On 13 April the State Council issued the “Opinions Concerning Further Deepening Reform of the Budget Management System” (关于进一步深化预算管理制度改革的意见), which call for “clearing up and standardising local finance platform companies, peeling away their government financing function, and lawfully implementing bankruptcy reorganisation or liquidation of those that have lost their repayments capability.”
They also call for “improvement to market-based, rule-of-law based handling mechanisms for debt defaults; encouraging debtors and creditors to negotiate for the disposal of outstanding debts, pragmatically preventing malicious absconding from debt, and firmly preventing accumulated risk from becoming systemic risk.”
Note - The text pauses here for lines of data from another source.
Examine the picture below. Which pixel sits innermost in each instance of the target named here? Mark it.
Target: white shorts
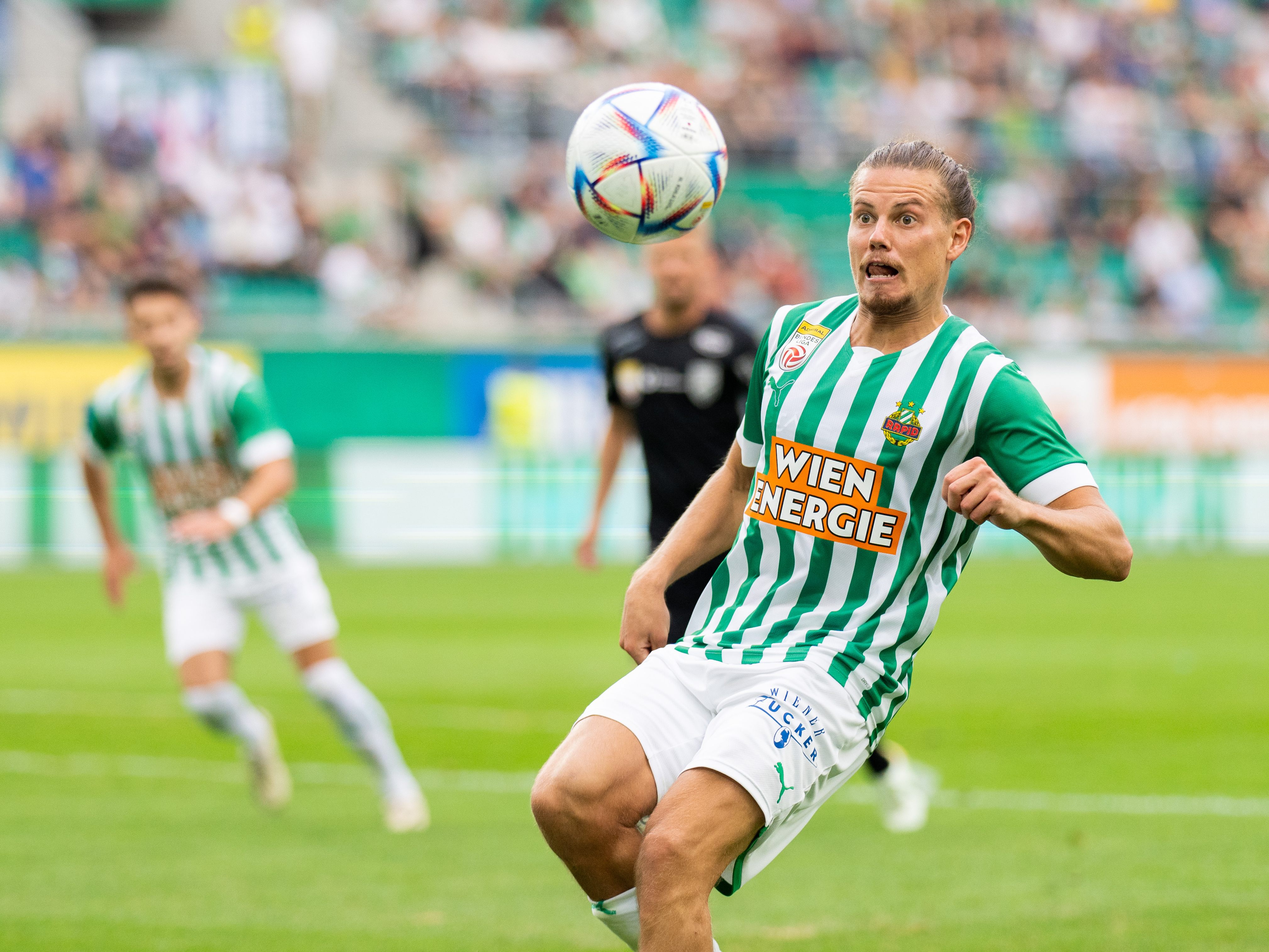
(205, 614)
(785, 732)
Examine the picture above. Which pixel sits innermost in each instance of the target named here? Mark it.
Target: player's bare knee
(561, 796)
(670, 850)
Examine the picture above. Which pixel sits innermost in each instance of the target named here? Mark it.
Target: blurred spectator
(1122, 150)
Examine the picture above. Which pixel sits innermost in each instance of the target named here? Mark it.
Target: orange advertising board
(1188, 404)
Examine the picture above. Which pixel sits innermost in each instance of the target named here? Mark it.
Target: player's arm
(119, 562)
(266, 450)
(707, 529)
(1028, 478)
(101, 438)
(1078, 532)
(621, 429)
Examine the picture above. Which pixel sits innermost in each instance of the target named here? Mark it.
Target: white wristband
(235, 512)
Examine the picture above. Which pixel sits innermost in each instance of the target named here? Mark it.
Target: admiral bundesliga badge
(800, 347)
(904, 426)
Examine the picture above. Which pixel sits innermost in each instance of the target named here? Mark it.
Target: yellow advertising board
(45, 388)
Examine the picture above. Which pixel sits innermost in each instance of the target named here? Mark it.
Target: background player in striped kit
(880, 433)
(220, 466)
(676, 379)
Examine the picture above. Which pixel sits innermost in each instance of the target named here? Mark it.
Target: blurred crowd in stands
(1122, 150)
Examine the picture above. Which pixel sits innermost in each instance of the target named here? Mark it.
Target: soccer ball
(646, 163)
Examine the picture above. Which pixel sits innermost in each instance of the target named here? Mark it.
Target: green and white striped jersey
(847, 549)
(197, 451)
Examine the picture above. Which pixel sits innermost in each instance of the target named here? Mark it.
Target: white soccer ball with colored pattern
(646, 163)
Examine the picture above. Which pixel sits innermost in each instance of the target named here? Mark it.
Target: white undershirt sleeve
(1057, 483)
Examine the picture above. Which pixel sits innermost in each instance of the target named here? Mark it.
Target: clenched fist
(975, 492)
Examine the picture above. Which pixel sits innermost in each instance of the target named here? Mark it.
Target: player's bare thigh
(205, 668)
(214, 667)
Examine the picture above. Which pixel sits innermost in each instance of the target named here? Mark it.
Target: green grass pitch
(1032, 682)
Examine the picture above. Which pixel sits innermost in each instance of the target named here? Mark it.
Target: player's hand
(645, 620)
(116, 569)
(201, 526)
(974, 490)
(586, 554)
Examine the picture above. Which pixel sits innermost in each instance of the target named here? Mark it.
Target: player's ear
(961, 234)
The release of the Opinions follows a sizeable number of defaults by local finance platforms, triggering concerns amongst regulators about their risk potential, particularly given that they serve as means of increasing “hidden” government debt.
Finance platform companies are defined as “comprehensive investment companies” that are established by local governments or their departments via fiscal allocations or injections of assets such as land and equity.
The platform companies are independent legal persons that play an investment and financing role for government projects, and can assume a range of forms including construction investment companies, construction development companies, investment share-controlled companies and state-owned asset companies.
Because the debt of the financing platforms is considered new government debt, Chinese authorities have expressed strongconcern about their potential risk implications.
China is currently host to at least 10,000 local finance platforms, while China International Capital Corporation (CICC) estimates that as of the end of 2018 local finance platforms had interest bearing debt of over 30 trillion yuan, equal to 34% of GDP.
The debt service coverage ratio of these platform companies was just 0.4, meaning that their operating cash flows were unable to cover the debt and interest scheduled to come due that year.
Recent years have seen a spate of defaults by local finance platforms, with data from 21st Century Business Herald indicating that in 2020 at least 21 of them failed to make payments on instruments, as compared to 23 in 2018 and 48 in 2019.
China’s local governments have undertaken efforts to tackle this problem, with Chongqing, Hunan, Shaanxi and Shandong all issuing local finance platform transition plans, outlining the use of mergers, acquisitions and restructuring to convert them into “public welfare state-owned enterprises.”
Some provinces have also put restrictions on the number of financial platform companies permitted to operate, such as Shaanxi, which allows no more than four in local municipalities, with the exception of Xi’an and Xixian New District.
With regard to the new Opinions, one local analyst said that bankruptcy and restoration are the “last option” when it came to dealing with “hidden debt,” but that in the short-term it was unlikely that this method would be used due to the massive impact of such bankruptcies on a region.